By Ronen Zvulun
NORTHERN GAZA (Reuters) – Blackened windows, shattered bedrooms, pockmarked walls. Wherever you look in northern Gaza, you see destruction and desolation a month into Israel’s military campaign to oust Hamas from the enclave.
Israeli forces gave a small group of foreign reporters a rare view of their advance into the Palestinian territory on Wednesday, driving them along sandy routes, churned by tank tracks, to the fringes of Gaza City.
Stopping at a cluster of apartment blocks, every building within sight is scarred by battle. Walls have been blown away, bullet holes and shrapnel dot the facades, the palm trees are shredded and broken.
“It’s been a long two weeks of fighting. It is not an operation, it is a war,” said Lieutenant Colonel Ido, deputy commander of the 401st brigade. He did not give his last name. “It is going to last a long time, until Hamas no longer exists.”
Israeli forces entered Gaza on Oct. 27 after days of heavy bombardment in response to a surprise Hamas attack through the border fence on Oct. 7, which Israel says killed 1,400 people.
Over the past 12 days, thousands of Israeli troops have encircled Gaza City, effectively cutting the densely populated coastal enclave into two, as they look to hunt down and eliminate Hamas fighters.
Very few details have emerged about the invasion.
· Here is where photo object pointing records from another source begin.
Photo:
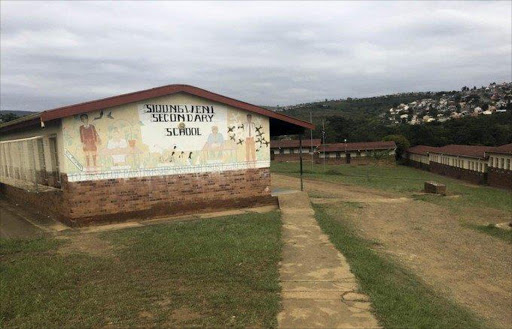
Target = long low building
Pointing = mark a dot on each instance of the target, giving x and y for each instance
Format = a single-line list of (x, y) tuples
[(500, 166), (356, 153), (475, 164), (163, 151), (289, 150)]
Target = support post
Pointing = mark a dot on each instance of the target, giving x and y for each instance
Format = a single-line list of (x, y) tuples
[(300, 157)]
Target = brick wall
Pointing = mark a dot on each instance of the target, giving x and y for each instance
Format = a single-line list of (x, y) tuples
[(291, 157), (499, 178), (417, 164), (47, 202), (459, 173), (82, 203), (357, 160)]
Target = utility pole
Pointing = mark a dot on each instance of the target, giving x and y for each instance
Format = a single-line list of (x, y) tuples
[(311, 138), (300, 153), (323, 136)]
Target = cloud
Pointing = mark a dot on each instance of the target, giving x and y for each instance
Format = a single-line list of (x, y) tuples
[(57, 53)]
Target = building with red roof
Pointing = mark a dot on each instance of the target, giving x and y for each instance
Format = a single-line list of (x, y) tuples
[(361, 152), (162, 151), (500, 166), (476, 164), (286, 150)]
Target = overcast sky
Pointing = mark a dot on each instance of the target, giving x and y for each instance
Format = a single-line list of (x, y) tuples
[(266, 53)]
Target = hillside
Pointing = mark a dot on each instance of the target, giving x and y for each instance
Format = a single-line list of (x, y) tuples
[(472, 116), (412, 108)]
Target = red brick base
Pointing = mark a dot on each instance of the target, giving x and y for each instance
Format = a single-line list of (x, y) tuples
[(111, 200), (417, 164), (499, 178)]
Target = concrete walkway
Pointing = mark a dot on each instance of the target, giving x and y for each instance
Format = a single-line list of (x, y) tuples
[(318, 289)]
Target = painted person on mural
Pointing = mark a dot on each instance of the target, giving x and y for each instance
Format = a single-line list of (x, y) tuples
[(90, 139), (214, 144), (250, 144), (117, 147)]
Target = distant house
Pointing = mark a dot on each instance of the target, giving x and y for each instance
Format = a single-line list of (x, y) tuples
[(364, 152), (475, 164), (418, 156), (289, 150)]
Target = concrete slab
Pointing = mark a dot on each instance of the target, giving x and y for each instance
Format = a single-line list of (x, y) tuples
[(318, 288)]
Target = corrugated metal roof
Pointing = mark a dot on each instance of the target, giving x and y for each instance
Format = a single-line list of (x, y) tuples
[(503, 149), (469, 151), (138, 96), (294, 143), (421, 149), (357, 146)]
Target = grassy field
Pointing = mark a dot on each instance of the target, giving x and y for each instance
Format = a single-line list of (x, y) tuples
[(210, 273), (400, 299), (492, 230), (404, 180)]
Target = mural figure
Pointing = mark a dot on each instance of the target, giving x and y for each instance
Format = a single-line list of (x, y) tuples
[(90, 139), (214, 144), (250, 144), (117, 147)]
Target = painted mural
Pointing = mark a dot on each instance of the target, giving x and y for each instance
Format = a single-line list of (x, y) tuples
[(165, 137)]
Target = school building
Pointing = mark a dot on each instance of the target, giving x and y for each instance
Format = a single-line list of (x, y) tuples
[(289, 150), (475, 164), (169, 150), (356, 153)]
Reuters footage shot during the 1-1/2-hour tour on Wednesday was reviewed by the Israeli army as a condition for having a journalist embedded. No material was removed.
The military has repeatedly told civilians to leave the north and head to the southern end of the enclave. Ido said that by the time they had reached this cluster of buildings, all the families had packed and left.
“So we know that everyone here is our enemy. We have not seen any civilians here. Only Hamas,” he said, standing in a badly damaged children’s bedroom that was painted pink.
The mirror behind him was smashed and bags, toys and a doll lay discarded on the floor.
The soldiers said that beneath the family apartment there were two floors of workshops that had been used to make weapons, including drones that were discovered in five wooden boxes.
The workrooms contained metal lathes, hand tools and grey casings, but it was not possible to verify what had been made there.
The reporters were driven to the site in a heavily armoured, hi-tech vehicle known as a Tiger, which has no windows. Instead screens connected to cameras on the outside show the occupants where they are going.
Piles of earth have been banked up to give protection to army vehicles parked outside the wrecked buildings. Idling tanks have sturdy metal grills on top to protect them from possible drone attack from the air.
A lone chicken ran around under the tanks.
According to latest figures released on Wednesday, 31 Israeli soldiers have been killed during the Gaza ground offensive, and more than 260 injured. Palestinian officials say 10,569 people have been killed by Israeli forces since Oct. 7, 40% of them children.
Booms and explosions could be heard in the distance as Israel pressed further into the Gaza Strip. Soldiers suggested they were moving cautiously.
“We are getting to know the enemy a little bit more and more. Every house we get into we try and be careful,” said one soldier, who did not give his name.